Seanad debates

Tuesday, 24 September 2024

An tOrd Gnó - Order of Business

 

1:00 pm

Photo of Paul GavanPaul Gavan (Sinn Fein) | Oireachtas source

On this first day back, I will raise the issues of housing and health, as I have on each occasion we have come back. I raise the issue of housing because the housing crisis continues to worsen. The figures and the record of the Government are particularly stark. When it took office, there was 231 homeless adults and 62 homeless children in Limerick, including 41 families. Four years later, the Government has now doubled the number of homeless adults in Limerick to 442. It has tripled the number of homeless children to 191 and almost tripled the number of homeless families to 110. Those are the cold facts. We see it every day in our clinics as the housing crisis gets worse and worse and children are left to fester in hotels and hostels.These are the results of deliberate decisions by this Government, specifically the disastrous decision to lift the ban on evictions. However, it gets worse because over the course of this Government, the cost of renting in Limerick has gone up by over €10,000. That is the reality and again, that was a political choice. The Government could have frozen rents; it chose not to.

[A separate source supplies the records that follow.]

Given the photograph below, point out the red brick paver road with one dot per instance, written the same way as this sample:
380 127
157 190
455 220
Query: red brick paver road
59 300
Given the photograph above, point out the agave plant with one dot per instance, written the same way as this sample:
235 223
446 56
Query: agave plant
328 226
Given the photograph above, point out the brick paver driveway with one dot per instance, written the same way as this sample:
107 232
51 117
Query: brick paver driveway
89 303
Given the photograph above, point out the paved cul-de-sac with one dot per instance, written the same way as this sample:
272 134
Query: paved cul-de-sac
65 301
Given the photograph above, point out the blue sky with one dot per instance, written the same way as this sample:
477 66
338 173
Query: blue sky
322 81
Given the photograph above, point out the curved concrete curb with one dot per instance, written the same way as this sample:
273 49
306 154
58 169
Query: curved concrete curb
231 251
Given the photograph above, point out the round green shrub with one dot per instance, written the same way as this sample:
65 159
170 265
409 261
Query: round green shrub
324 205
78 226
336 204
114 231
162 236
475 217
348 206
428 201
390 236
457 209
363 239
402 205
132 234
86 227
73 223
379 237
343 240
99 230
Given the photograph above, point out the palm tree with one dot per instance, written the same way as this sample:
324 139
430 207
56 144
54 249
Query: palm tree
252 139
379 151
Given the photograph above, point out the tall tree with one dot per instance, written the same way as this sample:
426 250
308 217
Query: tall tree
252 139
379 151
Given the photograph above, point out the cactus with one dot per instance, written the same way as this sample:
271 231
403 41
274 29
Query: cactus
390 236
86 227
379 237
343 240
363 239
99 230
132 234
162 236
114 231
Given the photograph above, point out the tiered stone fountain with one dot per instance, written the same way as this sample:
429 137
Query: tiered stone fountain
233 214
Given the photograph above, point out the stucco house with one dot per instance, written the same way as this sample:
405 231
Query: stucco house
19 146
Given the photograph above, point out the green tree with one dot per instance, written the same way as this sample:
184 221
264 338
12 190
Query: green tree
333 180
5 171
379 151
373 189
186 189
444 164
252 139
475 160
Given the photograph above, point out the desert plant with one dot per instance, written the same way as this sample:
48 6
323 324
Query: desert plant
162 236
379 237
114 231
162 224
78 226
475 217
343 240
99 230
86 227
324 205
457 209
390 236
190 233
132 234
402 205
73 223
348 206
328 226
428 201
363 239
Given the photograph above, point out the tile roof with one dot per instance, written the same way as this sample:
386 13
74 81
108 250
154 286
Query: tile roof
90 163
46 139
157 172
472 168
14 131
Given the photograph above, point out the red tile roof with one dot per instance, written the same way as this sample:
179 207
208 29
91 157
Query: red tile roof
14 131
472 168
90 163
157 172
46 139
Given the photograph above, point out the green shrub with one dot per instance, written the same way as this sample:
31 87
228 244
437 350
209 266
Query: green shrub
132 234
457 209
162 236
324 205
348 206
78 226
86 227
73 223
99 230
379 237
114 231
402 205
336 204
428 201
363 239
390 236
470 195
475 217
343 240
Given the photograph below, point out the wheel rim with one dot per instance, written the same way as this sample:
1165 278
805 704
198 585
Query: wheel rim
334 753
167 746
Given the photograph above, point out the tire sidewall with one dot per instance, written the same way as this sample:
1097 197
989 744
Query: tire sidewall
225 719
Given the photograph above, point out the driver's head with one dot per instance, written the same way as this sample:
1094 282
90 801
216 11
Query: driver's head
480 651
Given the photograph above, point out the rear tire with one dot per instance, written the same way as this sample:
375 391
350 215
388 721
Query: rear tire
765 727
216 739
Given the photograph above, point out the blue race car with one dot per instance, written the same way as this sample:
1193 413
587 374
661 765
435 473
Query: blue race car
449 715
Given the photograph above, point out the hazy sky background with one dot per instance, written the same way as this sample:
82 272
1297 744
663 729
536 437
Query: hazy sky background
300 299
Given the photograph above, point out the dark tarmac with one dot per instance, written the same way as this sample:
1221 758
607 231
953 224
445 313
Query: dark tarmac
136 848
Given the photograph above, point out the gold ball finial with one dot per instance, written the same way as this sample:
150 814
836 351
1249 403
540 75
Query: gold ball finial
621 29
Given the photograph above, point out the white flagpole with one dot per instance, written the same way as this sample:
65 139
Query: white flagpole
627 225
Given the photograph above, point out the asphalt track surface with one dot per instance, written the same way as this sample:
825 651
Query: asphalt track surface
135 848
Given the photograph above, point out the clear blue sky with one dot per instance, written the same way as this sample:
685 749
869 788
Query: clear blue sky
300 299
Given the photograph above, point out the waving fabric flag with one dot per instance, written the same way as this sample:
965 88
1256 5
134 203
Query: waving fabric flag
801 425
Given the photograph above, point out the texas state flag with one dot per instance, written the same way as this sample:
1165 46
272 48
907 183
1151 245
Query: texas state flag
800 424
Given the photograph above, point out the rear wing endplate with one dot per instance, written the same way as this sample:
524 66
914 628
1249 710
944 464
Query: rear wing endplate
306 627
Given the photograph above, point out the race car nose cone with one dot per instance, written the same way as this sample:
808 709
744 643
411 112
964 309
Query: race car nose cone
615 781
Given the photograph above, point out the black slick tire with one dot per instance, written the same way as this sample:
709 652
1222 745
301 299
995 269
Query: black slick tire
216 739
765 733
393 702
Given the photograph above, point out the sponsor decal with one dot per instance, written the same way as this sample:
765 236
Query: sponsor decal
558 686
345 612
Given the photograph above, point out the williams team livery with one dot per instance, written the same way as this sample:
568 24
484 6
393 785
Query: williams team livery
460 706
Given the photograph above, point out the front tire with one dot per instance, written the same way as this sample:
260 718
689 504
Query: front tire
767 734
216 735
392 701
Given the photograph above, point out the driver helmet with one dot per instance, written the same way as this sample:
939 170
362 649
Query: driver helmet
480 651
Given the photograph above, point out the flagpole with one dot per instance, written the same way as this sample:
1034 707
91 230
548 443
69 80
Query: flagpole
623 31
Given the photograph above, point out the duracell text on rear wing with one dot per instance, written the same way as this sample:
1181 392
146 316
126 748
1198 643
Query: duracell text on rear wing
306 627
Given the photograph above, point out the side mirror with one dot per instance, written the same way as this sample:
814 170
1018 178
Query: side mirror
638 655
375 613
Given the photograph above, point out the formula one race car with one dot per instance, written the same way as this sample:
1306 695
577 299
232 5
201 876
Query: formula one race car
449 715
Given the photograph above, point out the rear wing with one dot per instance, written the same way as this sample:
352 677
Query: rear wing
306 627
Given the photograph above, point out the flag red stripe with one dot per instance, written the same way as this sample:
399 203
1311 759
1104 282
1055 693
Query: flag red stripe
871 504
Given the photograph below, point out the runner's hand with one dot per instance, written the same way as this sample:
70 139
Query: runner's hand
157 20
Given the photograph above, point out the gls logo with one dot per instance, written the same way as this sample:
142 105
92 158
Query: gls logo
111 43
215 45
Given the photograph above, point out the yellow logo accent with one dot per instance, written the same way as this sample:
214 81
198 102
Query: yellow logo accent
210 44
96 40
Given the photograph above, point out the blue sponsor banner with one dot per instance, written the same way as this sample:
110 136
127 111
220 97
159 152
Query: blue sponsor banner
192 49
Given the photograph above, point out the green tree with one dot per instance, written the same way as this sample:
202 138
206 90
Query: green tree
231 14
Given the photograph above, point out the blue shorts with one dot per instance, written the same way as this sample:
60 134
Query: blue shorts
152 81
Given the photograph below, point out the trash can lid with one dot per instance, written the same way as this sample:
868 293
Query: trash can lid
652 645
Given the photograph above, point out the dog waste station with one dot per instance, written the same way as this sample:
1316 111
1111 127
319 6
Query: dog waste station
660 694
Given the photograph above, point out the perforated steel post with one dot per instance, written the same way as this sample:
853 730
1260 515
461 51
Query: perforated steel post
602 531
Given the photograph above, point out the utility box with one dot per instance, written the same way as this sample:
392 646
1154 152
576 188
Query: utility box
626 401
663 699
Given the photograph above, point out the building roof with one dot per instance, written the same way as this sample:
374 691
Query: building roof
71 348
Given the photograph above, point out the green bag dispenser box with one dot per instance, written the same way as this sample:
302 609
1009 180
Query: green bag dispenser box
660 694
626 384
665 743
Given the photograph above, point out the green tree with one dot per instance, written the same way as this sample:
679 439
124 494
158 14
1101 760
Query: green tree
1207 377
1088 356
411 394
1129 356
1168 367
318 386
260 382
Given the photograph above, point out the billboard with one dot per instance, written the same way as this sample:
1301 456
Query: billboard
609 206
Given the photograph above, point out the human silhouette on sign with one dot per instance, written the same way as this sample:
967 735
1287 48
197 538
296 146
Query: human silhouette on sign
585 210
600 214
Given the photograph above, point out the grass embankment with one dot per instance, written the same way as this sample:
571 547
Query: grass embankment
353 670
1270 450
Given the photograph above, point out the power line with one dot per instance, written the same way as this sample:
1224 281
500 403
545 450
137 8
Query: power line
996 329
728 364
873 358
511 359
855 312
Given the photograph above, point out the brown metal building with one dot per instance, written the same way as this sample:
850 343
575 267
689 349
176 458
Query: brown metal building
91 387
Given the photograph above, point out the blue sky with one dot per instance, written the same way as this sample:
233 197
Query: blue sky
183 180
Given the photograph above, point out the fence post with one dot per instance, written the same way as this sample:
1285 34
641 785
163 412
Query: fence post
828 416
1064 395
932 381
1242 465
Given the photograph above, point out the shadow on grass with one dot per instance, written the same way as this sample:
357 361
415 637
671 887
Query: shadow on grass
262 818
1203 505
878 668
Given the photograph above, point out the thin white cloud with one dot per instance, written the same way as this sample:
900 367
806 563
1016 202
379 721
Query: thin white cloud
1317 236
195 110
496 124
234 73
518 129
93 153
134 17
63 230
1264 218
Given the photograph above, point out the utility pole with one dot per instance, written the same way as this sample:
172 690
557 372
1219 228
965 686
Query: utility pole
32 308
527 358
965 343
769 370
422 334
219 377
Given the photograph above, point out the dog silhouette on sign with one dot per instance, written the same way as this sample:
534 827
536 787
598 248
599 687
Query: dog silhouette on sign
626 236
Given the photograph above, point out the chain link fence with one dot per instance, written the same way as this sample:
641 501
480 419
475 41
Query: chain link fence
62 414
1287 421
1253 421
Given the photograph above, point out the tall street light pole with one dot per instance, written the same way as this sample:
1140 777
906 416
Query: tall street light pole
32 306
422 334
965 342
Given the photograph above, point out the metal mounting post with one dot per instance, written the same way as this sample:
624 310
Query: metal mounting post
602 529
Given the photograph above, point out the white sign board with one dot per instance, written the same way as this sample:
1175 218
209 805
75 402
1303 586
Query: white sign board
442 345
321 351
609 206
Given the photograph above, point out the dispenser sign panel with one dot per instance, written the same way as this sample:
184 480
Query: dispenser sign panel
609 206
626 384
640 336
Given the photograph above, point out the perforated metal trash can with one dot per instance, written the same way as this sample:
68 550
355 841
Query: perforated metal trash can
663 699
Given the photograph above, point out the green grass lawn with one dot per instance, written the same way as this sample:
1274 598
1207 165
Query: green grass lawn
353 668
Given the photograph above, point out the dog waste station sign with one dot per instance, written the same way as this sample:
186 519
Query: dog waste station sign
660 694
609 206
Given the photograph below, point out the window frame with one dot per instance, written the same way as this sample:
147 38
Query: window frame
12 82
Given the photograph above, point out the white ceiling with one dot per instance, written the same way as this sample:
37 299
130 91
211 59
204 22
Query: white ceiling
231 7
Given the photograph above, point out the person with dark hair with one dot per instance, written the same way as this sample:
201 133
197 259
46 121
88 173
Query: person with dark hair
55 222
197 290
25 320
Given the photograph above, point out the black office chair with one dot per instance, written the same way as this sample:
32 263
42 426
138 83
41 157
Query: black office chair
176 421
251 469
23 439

Now people are being put to the pins of their collars trying to save each month just to make those rents so they can make extortionate profits, particularly for corporate vulture landlords who pay no tax whatsoever in this country. It is a record of absolute failure, and I am asking for an urgent debate on that issue.

The second issue - the Leader will not be surprised that I raise it again - is the horrendous circumstance of University Hospital Limerick, UHL, which has been all over the news for last number of days. Again, the record is stark. The record number of people on trolleys last year, which was 21,409, is going to be exceeded this year. We already have more than 17,000 human beings on trolleys. That does not include weekends. We have a Minister who actually denies those figures and who has been in this Chamber to deny those figures. He is in denial about the extent of the crisis in UHL. I am glad to say there will be a debate in the Dáil on this issue later this evening. The reality is that UHL remains in crisis, and we are heading into another winter without a sufficient plan. In each of the last two winters the system effectively collapsed, and we are looking at that again. We only learned on Sunday that the new 96-bed unit, which has been promised for quarter 1 throughout the lifetime of this Government, will are not open in quarter 1 or quarter 2. It will not open until after quarter 2 according to Mr. Bernard Gloster. It will be another winter of discontent. We are 200 bed shorts in UHL. The Government has had four years to address this crisis. It has simply failed to do so, and I am calling for an urgent debate.